The seminars are part of a larger, recently launched program called, "Initiative for the Advancement of Women," designed to propel talented women into high-level positions and keep them there.

"This is not touchy-feely and this is not male-bashing," says Ellen Gabriel, a Deloitte & Touche partner and director of the program. "The seminars examine gender issues ... and give employees a better understanding of the dynamics [of the workplace] and how they impact men and women. They will make us recognize the assumptions we all make. They will get us to answer the question: `What am I going to do to change my behavior?' "

Deloitte & Touche is not alone in its assessment that diversity management is no longer optional. In a survey of 785 mid- to large-sized US companies, the Society for Human Resource Management in Alexandria, Va., found that almost 70 percent of the respondents hired more women last year than they had in any year in the past.

Many of the companies say career advancement and retention of women are primary challenges of diversity management. "We have more women managers, but few women officers and 1 percent on the board of directors," a respondent said.
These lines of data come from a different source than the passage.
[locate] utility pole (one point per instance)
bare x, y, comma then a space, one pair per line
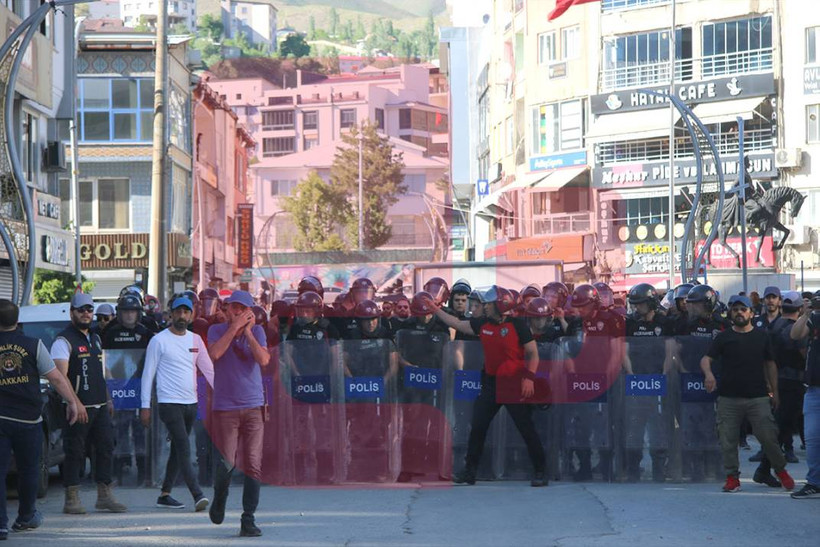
157, 276
361, 200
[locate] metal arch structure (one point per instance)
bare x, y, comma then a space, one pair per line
689, 117
16, 199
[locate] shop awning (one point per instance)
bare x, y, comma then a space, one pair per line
728, 111
558, 179
632, 125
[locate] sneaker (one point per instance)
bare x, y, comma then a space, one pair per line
732, 484
539, 479
786, 479
466, 476
808, 491
249, 529
763, 477
169, 503
34, 522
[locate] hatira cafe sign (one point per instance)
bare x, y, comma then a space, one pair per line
656, 173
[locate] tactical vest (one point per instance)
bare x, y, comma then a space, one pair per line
85, 367
19, 377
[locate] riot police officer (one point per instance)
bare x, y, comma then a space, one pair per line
124, 346
648, 351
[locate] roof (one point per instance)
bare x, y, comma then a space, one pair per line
321, 157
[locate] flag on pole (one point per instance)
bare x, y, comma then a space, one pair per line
563, 5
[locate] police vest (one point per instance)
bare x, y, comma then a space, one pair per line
19, 377
85, 368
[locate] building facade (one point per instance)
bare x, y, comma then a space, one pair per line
115, 82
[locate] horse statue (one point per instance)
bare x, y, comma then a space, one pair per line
762, 212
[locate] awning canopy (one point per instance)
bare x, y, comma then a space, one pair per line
728, 111
636, 125
558, 179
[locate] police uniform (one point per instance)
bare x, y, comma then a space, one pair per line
646, 348
124, 356
87, 378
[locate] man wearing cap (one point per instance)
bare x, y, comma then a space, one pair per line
748, 369
239, 351
77, 352
172, 357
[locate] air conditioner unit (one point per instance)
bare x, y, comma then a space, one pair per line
799, 234
54, 157
787, 158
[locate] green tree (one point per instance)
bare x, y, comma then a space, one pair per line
295, 45
334, 22
312, 28
55, 287
318, 210
382, 182
210, 27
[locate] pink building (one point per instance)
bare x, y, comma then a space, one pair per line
299, 128
222, 149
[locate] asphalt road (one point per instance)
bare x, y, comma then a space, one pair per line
490, 513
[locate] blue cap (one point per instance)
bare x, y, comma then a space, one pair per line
182, 301
740, 299
241, 297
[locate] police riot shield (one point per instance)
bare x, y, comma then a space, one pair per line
372, 449
586, 443
645, 424
425, 431
546, 417
123, 371
696, 411
464, 365
311, 373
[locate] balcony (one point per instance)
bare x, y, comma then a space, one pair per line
561, 223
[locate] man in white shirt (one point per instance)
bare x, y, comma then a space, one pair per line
173, 356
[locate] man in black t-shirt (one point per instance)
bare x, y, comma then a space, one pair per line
748, 371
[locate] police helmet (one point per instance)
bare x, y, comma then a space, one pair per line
585, 294
538, 307
643, 293
703, 293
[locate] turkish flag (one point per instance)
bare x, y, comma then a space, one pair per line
563, 5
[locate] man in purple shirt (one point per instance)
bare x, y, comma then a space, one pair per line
238, 349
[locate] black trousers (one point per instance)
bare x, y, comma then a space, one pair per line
178, 420
485, 409
97, 433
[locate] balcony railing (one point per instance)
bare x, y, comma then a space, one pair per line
658, 149
562, 223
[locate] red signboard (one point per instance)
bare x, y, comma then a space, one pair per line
244, 236
721, 257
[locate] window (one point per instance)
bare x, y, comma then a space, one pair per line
570, 38
546, 48
557, 127
812, 35
105, 204
277, 146
380, 118
737, 46
310, 120
116, 109
813, 123
347, 118
282, 187
405, 118
277, 119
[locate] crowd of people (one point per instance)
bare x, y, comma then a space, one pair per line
761, 357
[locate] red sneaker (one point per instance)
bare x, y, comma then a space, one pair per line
786, 480
733, 484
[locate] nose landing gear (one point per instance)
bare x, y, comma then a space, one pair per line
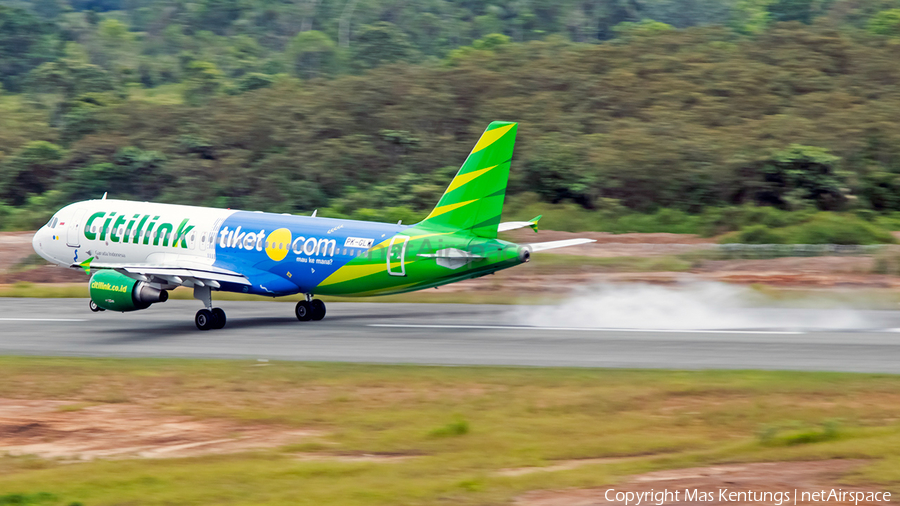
310, 309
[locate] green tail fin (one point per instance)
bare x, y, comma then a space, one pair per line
474, 199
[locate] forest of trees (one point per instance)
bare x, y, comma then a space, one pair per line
365, 108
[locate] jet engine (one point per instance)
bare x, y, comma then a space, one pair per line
117, 292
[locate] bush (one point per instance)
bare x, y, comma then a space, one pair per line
822, 228
754, 234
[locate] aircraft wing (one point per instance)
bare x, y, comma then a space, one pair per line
514, 225
185, 275
541, 246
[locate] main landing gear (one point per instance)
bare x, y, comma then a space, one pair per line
310, 309
211, 317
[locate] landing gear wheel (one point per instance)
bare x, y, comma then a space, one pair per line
304, 311
204, 319
218, 318
318, 309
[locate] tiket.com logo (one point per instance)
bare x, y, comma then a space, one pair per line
276, 244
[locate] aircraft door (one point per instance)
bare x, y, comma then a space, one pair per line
73, 233
397, 254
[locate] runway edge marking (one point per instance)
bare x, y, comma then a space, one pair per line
584, 329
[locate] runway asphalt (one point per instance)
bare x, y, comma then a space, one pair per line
449, 334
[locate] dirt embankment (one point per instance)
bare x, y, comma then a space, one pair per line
73, 431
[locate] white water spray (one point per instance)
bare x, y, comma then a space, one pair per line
691, 306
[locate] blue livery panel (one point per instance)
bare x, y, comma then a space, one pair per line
284, 255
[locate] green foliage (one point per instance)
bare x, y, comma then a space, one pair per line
204, 79
312, 54
27, 499
380, 43
801, 175
25, 43
886, 23
796, 434
821, 228
643, 28
458, 427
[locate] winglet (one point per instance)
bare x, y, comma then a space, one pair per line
534, 221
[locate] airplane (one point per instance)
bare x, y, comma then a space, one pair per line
135, 252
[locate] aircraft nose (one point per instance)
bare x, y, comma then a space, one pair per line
37, 242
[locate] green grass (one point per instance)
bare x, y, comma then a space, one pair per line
462, 424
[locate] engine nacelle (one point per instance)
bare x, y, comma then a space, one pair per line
117, 292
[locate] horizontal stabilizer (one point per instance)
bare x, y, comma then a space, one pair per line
514, 225
541, 246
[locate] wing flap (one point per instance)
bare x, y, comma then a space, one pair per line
542, 246
515, 225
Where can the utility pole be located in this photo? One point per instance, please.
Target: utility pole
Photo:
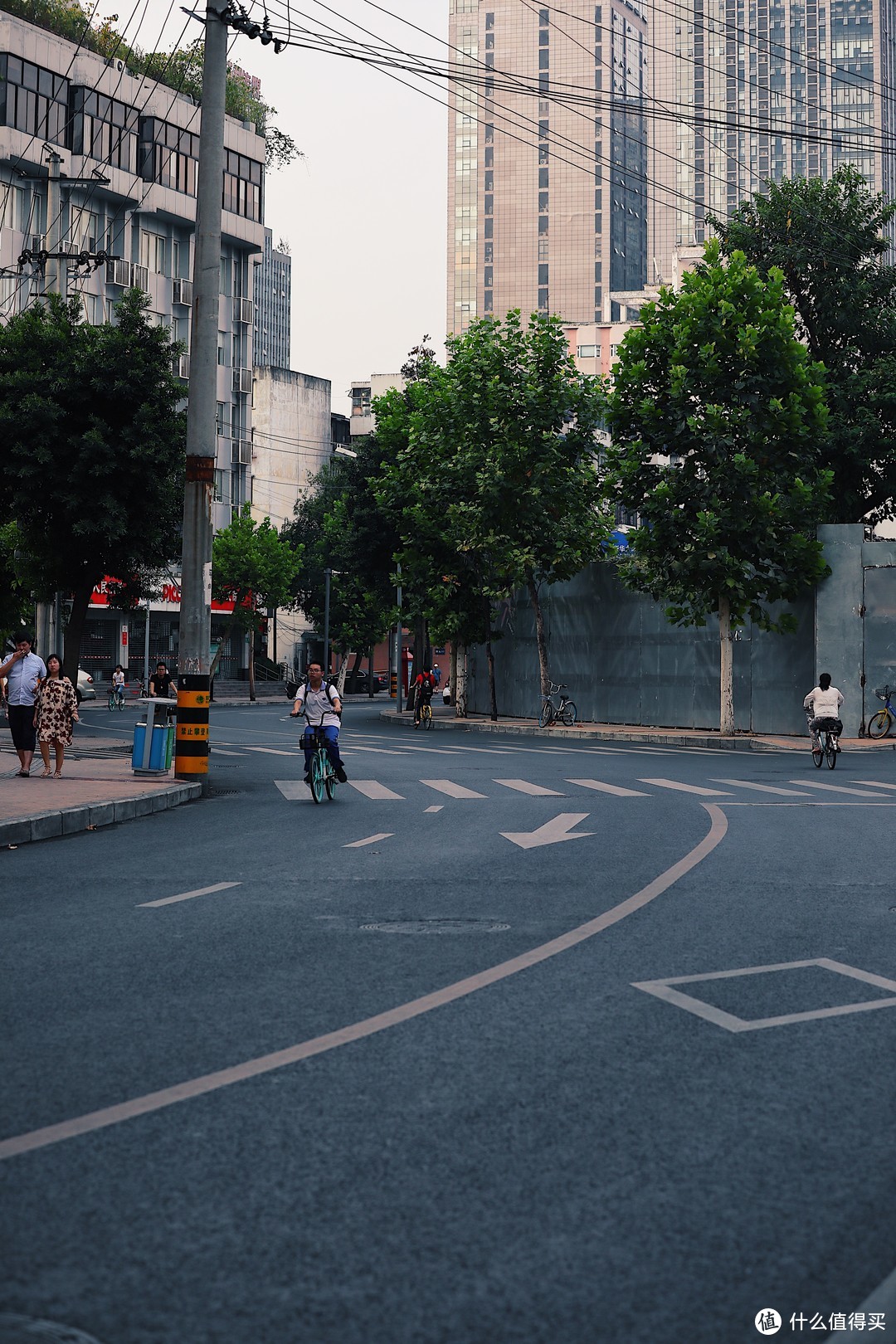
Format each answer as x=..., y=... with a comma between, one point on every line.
x=191, y=747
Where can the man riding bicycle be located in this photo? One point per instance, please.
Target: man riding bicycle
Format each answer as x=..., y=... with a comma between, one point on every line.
x=320, y=704
x=822, y=704
x=423, y=687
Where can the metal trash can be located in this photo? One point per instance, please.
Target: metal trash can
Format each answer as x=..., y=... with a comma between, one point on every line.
x=153, y=738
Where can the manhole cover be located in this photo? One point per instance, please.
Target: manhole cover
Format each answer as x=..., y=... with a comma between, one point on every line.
x=26, y=1329
x=436, y=926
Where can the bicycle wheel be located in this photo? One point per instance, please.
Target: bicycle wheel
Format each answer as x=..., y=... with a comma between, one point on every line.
x=319, y=777
x=879, y=723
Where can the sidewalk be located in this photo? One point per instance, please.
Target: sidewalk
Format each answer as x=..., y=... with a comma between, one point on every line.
x=444, y=718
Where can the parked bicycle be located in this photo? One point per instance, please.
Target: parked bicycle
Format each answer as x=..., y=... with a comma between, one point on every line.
x=880, y=723
x=562, y=713
x=828, y=743
x=323, y=776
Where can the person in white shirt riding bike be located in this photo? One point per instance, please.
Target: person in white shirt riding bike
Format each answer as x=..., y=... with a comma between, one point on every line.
x=320, y=704
x=822, y=702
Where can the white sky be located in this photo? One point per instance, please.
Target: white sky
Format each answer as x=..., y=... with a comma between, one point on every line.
x=364, y=212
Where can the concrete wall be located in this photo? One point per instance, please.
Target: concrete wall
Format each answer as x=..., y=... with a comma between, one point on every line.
x=624, y=663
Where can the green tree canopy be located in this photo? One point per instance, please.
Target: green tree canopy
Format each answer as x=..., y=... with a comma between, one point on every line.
x=93, y=449
x=497, y=485
x=828, y=240
x=716, y=416
x=254, y=566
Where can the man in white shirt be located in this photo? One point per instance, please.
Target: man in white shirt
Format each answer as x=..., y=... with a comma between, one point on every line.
x=822, y=702
x=321, y=707
x=23, y=671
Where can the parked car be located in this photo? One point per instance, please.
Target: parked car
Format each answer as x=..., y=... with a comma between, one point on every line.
x=85, y=689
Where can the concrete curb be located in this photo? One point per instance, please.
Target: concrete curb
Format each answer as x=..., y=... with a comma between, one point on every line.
x=655, y=737
x=89, y=816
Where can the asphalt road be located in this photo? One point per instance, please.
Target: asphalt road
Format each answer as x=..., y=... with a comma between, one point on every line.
x=414, y=1105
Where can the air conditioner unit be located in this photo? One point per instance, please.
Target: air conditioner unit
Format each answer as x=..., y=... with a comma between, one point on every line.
x=119, y=273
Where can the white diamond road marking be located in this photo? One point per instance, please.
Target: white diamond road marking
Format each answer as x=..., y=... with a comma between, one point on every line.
x=455, y=791
x=610, y=788
x=835, y=788
x=381, y=835
x=689, y=788
x=373, y=789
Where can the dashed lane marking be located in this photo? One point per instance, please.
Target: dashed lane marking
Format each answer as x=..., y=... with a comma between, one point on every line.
x=688, y=788
x=765, y=788
x=187, y=895
x=455, y=791
x=373, y=789
x=610, y=788
x=381, y=835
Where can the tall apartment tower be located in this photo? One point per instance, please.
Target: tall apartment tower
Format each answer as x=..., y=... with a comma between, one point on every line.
x=766, y=90
x=547, y=158
x=273, y=303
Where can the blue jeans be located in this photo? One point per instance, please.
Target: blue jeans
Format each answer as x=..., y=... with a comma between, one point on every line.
x=331, y=735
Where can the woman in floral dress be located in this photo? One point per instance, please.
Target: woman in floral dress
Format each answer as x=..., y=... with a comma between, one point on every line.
x=56, y=709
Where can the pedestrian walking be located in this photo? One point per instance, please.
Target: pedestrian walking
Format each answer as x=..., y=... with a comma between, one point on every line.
x=54, y=713
x=23, y=672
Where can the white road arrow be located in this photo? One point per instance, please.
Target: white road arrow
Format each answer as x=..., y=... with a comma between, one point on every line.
x=551, y=832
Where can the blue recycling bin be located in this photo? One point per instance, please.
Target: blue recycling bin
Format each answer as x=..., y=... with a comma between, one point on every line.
x=153, y=739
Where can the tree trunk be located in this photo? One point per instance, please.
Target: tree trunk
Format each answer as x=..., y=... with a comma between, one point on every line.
x=539, y=633
x=727, y=672
x=74, y=631
x=489, y=657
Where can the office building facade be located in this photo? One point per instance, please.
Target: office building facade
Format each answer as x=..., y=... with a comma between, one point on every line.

Although one-third of the survey respondents said their organizations conduct diversity training, fewer than one-third said the programs were effective.

"A critical part of making this work is to get managers to speak with one voice," Ms. Gabriel says of Deloitte & Touche's effort. "They have to be accountable for the results and we have to articulate a vision of where we want to go. We expect improvements. We expect to have more women in leadership positions and more people involved in flexible work alternatives. Along the way, we will measure where we were a year ago and where we are today."

Today, 74 of Deloitte's 1,500 partners are female. Of the 20 directors that sit on the company's board, none are women. But this year, 19 percent of new partners are women, up from an average of 11 percent over the past three years.

One of the starting points of better diversity management is at the very top: the corporate board. Women represent only 5.7 percent of corporate directors at large companies, according to Catalyst, a New York research organization that works with businesses to effect change for women. Of approximately 11,700 directors of the Fortune 500 and Service 500 companies, only 664 were women in 1992.

"I think there has to be a desire ... on the part of the CEO and the company to really go after this in a concerted way," says Lois Rice, who sits on six corporate boards and is a visiting scholar at the Brookings Institution in Washington. "The number of women in top positions in most industries is very limited. But there are enough exceedingly well-qualified women that their numbers could be increased."

Women still have to use "guerrilla tactics" to break through to the top spots in a corporation, says Wendy Reid-Crisp, director of the National Association for Female Executives in New York. "Society has undergone radical changes and management positions are radically different," Ms. Reid-Crisp says. "The fact that so few women are there proves how tight the door is shut at the top."

In 1989 The Prudential Insurance Company of America, based in Newark, N.J., compared the results of an opinion survey of its own employees with those at other large firms. The company concluded it had to open its door wider to women, minorities, and "anyone who is different," says June Hanson, senior consultant of diversity management. "Our objective became better communication. We hadn't done very well [in the past] in that area."

Prudential, to avoid being perceived as exclusionary, does not have a special development program for women. But in 1990 the company introduced a two-day awareness education program for its management staff. A follow-up survey conducted six months after the program began revealed attitudes had indeed changed.

"Managers are now saying that they can distinguish between a performance problem and a diversity issue," Ms. Hanson says. Now rather than letting the person go, they are saying, "I need to manage this person better."